Aumento da participação de jovens e mulheres estão entre os principais itens da pauta de diversidade

TENDÊNCIAS19/10/20218 minutos de leitura

Em 2003, a Noruega passou a exigir que pelo menos 40% dos conselhos corporativos fossem compostos por mulheres. À época, a representatividade feminina em tais grupos chegava a apenas 9%. A entrada em vigor da obrigatoriedade da cota de representatividade levou a um aumento da produção das empresas com relação à inovação, incluindo a contagem de patentes.

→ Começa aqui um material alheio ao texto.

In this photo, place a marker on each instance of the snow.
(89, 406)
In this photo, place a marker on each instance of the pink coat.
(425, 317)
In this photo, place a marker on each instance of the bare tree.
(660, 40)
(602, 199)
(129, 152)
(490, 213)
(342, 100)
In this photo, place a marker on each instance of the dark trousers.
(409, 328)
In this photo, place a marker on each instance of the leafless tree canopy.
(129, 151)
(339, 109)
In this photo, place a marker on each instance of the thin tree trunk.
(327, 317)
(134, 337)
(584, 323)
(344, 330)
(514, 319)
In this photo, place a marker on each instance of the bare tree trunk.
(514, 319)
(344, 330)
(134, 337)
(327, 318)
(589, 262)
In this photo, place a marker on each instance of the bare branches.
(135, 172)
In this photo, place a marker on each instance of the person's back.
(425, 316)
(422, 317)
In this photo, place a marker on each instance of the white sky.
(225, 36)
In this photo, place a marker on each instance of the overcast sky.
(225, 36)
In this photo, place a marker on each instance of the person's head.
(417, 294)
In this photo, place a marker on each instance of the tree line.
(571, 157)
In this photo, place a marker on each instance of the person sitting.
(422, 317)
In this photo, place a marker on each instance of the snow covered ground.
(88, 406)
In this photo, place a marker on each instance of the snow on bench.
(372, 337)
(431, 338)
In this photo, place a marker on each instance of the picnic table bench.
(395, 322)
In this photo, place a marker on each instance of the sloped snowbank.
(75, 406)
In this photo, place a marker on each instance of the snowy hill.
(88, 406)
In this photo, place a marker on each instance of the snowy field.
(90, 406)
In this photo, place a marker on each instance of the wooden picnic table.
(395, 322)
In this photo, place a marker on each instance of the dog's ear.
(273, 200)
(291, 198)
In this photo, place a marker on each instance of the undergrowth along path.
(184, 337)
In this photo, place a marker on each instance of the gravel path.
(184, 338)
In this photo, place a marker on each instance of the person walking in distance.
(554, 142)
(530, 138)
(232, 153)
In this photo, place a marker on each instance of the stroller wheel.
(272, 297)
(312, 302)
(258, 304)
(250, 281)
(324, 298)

Esse foi um dos exemplos estudados pela pesquisa “Diversidade de Gênero no Conselho e Inovação Corporativa: Evidências Internacionais”, publicado no Journal of Financial and Quantitative Analysis, da Universidade de Cambridge, em 2021. O objetivo da pesquisa era identificar como a diversidade de gênero no conselho das empresas influencia a inovação corporativa. Assim, foram estudadas 12.244 empresas em 45 países entre 2001 e 2014.

De forma geral, o estudo concluiu que empresas com conselhos diversificados têm mais patentes, mais patentes inovadoras e maior eficiência inovadora. Da mesma maneira, tais empresas têm mais tolerância ao fracasso, contam com culturas corporativas mais inovadoras e com inventores mais diversificados.

 

Diversidade de gênero no cooperativismo

O Anuário Brasileiro do Cooperativismo 2021 apresenta um retrato importante para entender a distribuição por gênero das pessoas que fazem parte do cooperativismo.

O recorte “Distribuição por gênero e ramo dos dirigentes” revelou que, em 2020, apenas 17% dos cargos de presidência e vice-presidência nas cooperativas eram ocupados por mulheres. Em alguns ramos, como o de transporte, a participação das mulheres na presidência se limita a apenas 9% e na vice-presidência a 5%.

De maneira geral, aliás, a participação das mulheres ainda é menor do que a de homens no cooperativismo. Dos mais de 17 milhões de cooperados em todo o país, 40% são mulheres. Esse valor representa um aumento de 2 pontos percentuais desde o último Anuário, de 2020, quando 38% dos quadros de cooperados eram formados por mulheres.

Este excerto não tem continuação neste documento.